Wat de Koreaanse uitvoer naar de EU betreft, bedroeg het totale preferentiegebruik door Korea in de EU in 2013 81,3 %. Het hoogste totale preferentiegebruik (meer dan 90 %) was te vinden bij vervoermaterieel en minerale producten (TDC 05), het laagste totale preferentiegebruik (ongeveer 33 %) daarentegen bij parels en huiden en vellen.

8.

3. Activiteiten van de organen belast met de uitvoering van de vrijhandelsovereenkomst


Bij de institutionele bepalingen van de vrijhandelsovereenkomst zijn zeven gespecialiseerde comités en zeven werkgroepen opgericht en is een dialoog over intellectuele-eigendomskwesties (IE-dialoog) ingesteld. Het in het kader van de vrijhandelsovereenkomst EU-Korea ingestelde Handelscomité op ministerieel niveau, dat eenmaal per jaar bijeenkomt, speelt een toezichthoudende rol en zorgt ervoor dat de vrijhandelsovereenkomst naar behoren functioneert. In 2014 zijn alle comités en werkgroepen bij elkaar gekomen en vond ook de IE-dialoog plaats, meestal in Brussel; hieronder volgt een samenvatting.
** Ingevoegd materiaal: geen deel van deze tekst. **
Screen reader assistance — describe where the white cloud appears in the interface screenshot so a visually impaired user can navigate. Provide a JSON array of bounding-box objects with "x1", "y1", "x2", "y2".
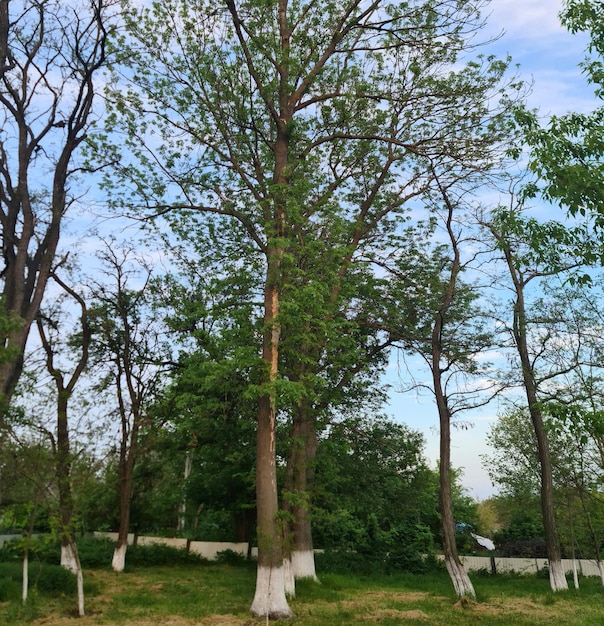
[{"x1": 485, "y1": 0, "x2": 567, "y2": 39}]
De Werkgroep motorvoertuigen en delen is op 17 juni 2014 in Brussel bijeengekomen. De meeste kwesties die werden besproken, hadden betrekking op markttoegang in plaats van uitvoering van de vrijhandelsovereenkomst. Hierbij ging het onder meer om wetgevingsvoorstellen van Korea inzake brandstofverbruik, regelingen inzake gemiddelde emissies van het wagenpark, keurmerken voor banden, de nieuwe regeling inzake brandstofefficiëntie van banden, hulpremsystemen voor grote bussen, beperking van de voertuigbreedte en trekkers. De partijen spraken ook over bijwerking van bijlage 2-C bij de vrijhandelsovereenkomst teneinde rekening te houden met de herziene verwijzingen naar de EU-wetgeving inzake trekhaken en inrichtingen om de bestuurder goed zicht te geven, en kwamen overeen dat het Handelscomité met de bijwerking moest instemmen.

De Werkgroep farmaceutische producten en medische hulpmiddelen, die op 18 juni 2014 in Brussel is bijeengekomen, besprak het Koreaanse systeem voor geneesmiddelenprijzen en de passende erkenning van de waarde van innovatieve geneesmiddelen, de herziene Koreaanse prijs-volumeovereenkomst, de toepassing door Korea van serienummers voor geneesmiddelen, werkzame farmaceutische bestanddelen, de methode voor het verlagen van de terugbetalingsprijzen voor medische hulpmiddelen in Korea en de EU-ontwerpwijziging van de wetgeving inzake medische hulpmiddelen. Na de bijeenkomst van de werkgroep werden door deskundigen de mogelijkheden voor harmonisatie van de regelgeving in de sector farmaceutische producten en medische hulpmiddelen in kaart gebracht.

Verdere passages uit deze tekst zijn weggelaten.